The Cyber-center for Diagnostics, Analytics, and Telemetry is a attempt to create an open, advanced, collaborative instrument to support research into the collection, management, and use of advanced telemetry and analytics in a multi- and inter-disciplinary fashion.
It is not aimed at any particular discipline or analytic approach. Rather it expects to accommodate and integrate telemetry data, analytic algorithms, and response mechanisms for multiple disciplines for radical improvement.
CyDAT is positioned to catalyze and significantly reduce the data collection and management burden for researchers while simultaneously expanding the realm and reach of data possibilities, including information from operational systems, experimental sensors, and laboratory environments. The essential goal is to create a capability and expertise in data orchestration and management along with a generalized, sustained research instrument to gather and manage data from arbitrary IT-enabled observation points, making that data available to researchers with interest to study it.
We have established a framework and created an evolving environment where we can begin to effectively experiment with parameters of Telemetry, Analytics, Diagnostics, and Autonomics
Interviews were initially conducted with a wide variety of individuals who both use and manage large distributed system facilities, as well as smaller IT shops. Help desk staff, system and network administrators, managers, systems architects and developers all participated in the interviews. Surprisingly, most shared a common belief of the major obstacles in diagnosing distributed systems. These obstacles can be categorized into five specific areas which we call the “banes of the distributed system diagnostician:”
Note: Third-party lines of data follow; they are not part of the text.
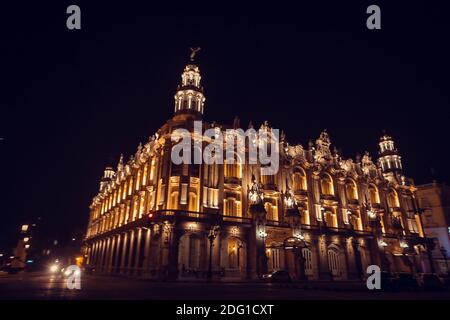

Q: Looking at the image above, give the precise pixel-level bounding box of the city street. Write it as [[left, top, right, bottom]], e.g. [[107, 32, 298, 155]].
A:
[[0, 273, 450, 300]]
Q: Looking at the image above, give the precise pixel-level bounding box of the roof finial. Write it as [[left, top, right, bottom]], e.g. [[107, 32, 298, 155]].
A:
[[191, 47, 202, 61]]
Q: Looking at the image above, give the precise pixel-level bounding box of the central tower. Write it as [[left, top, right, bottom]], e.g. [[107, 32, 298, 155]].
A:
[[174, 48, 206, 115]]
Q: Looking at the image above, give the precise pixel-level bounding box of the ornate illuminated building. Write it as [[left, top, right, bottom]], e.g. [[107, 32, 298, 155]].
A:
[[84, 53, 429, 280]]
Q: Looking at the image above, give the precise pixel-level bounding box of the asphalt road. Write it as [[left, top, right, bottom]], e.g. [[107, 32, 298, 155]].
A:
[[0, 273, 450, 300]]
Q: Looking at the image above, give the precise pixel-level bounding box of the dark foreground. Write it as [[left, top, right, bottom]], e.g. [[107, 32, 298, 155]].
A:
[[0, 273, 450, 300]]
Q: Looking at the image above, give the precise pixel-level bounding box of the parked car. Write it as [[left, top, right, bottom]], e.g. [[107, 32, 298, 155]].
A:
[[396, 272, 419, 290], [263, 270, 292, 282], [417, 273, 444, 291], [380, 271, 398, 291]]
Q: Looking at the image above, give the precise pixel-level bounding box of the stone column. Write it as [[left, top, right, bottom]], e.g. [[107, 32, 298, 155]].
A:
[[168, 225, 181, 280], [107, 236, 116, 273], [112, 234, 122, 273], [314, 235, 331, 280], [126, 230, 135, 274], [142, 229, 151, 275], [119, 233, 129, 273], [96, 239, 105, 272], [133, 228, 142, 275]]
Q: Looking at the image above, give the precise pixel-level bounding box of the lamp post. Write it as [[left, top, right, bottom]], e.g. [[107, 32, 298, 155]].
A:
[[439, 246, 450, 276], [207, 226, 219, 281]]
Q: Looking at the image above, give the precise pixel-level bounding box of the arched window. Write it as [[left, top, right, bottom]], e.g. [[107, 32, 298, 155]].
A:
[[388, 189, 400, 208], [189, 235, 200, 270], [302, 248, 313, 276], [320, 174, 334, 196], [345, 180, 358, 200], [328, 247, 342, 277], [292, 168, 307, 191], [369, 185, 380, 204], [264, 200, 278, 221], [189, 191, 198, 211], [167, 191, 178, 210], [224, 159, 242, 179]]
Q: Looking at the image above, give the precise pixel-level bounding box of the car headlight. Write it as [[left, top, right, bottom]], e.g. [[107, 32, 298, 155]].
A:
[[50, 264, 59, 273]]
· Access: Little or no access to diagnostic data on systems that may be involved in the fault. If access could be obtained to the system, then chances are that file protection access was restricted. When there was a need to share data with others outside the administrative domain of the system in question, it was an extremely difficult process due to policy concerns. In many cases the logging of specific diagnostic data had been suspended or had never been enabled.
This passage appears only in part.